Abstract 16807: Role of Rotor Activation Within the Pulmonary Vein as the Driving Sources for Atrial Fibrillation: Three-dimensional Analysis using a Non-contact Mapping System

Abstract

Background: It has been suggested rotor which is located within the pulmonary vein (PV) acted as the driving sources of atrial fibrillation (AF). However, it has never been confirmed whether or not the rotor exists within PV in human. Objectives: We analyzed the activation sequence within the PV during AF and examined how the PV acted as the driving sources of AF. Methods: Selective endocardial mapping of left superior PV (LSPV) was performed during AF in 11 paroxysmal AF patients using a non-contact mapping system (EnSite 3000). Presence of rotor activation was defined when the circular activation around the functional block line once completed its whole reentrant activation. We analyzed the relation between the pivoting activation and the rotor activation. To define the preferable site of rotor and pivoting activation, we also analyzed the relation between the location of rotor and pivoting activation and region of the complex fractionated electrogram (CFE) recording site. Results: Rotor activation was observed with a mean number of 4.6±3.6 times/sec.
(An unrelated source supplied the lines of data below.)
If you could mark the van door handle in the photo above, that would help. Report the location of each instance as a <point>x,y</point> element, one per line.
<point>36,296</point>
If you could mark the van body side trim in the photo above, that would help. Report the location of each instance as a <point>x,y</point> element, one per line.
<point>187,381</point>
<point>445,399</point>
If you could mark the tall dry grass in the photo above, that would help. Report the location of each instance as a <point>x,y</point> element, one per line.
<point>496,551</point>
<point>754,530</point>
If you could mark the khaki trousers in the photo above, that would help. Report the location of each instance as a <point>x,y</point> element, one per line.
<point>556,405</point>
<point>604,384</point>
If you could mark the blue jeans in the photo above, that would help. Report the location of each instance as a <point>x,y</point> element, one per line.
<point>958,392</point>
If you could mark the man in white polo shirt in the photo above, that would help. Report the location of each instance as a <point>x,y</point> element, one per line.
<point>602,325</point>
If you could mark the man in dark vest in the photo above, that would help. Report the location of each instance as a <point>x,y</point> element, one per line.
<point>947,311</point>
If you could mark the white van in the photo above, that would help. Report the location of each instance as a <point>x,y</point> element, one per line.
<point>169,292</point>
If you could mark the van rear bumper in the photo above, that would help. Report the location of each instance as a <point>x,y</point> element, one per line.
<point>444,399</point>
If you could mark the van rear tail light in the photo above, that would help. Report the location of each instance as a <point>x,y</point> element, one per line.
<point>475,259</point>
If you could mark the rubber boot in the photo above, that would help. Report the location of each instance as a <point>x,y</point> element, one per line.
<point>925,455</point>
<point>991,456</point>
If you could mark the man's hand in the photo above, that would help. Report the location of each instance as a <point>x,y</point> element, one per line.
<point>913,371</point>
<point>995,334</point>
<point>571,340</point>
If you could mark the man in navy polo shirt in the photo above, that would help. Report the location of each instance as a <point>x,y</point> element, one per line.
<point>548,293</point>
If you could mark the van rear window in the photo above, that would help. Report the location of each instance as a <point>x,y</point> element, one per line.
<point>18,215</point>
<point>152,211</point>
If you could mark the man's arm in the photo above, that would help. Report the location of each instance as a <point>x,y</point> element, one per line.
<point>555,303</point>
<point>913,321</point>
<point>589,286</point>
CFE was observed at the roof (n=5), ridge (n=11) and carina (n=7) of the proximal half of LSPV with a mean area of 9.1±3.4 cm2. The number of rotor activation observed at the CFE area was significantly higher than that at the non-CFE area (4.1±3.9 vs. 0.7±1.2 times/sec, p=0.025). Total frequency of pivoting activation was 37.0±14.7 times/sec. Pivoting activation involved in the rotor activation was significantly lower than that not involved in the rotor activation (8.8±8.1 vs. 27.7±15.8 times/sec, p=0.0116). Regarding the CFE area, pivoting activation involved in the rotor activation was also significantly lower than that not involved in the rotor activation (8.4±8.2 vs. 24.1±12.0 times/sec, p=0.0105). However, there was no difference between the frequencies of pivoting activation with and without rotor activation in the non-CFE area (1.0±2.0 vs. 3.6±6.1 times/sec, p=NS). Conclusions: Rotor activation was observed at the proximal portion of the LSPV coincided with the location of CFE area. However, most of pivoting activation was not involved in the rotor activation. These suggest that AF was driven by the other meandering propagation associated with frequent non-stable pivoting activation over the CFE area.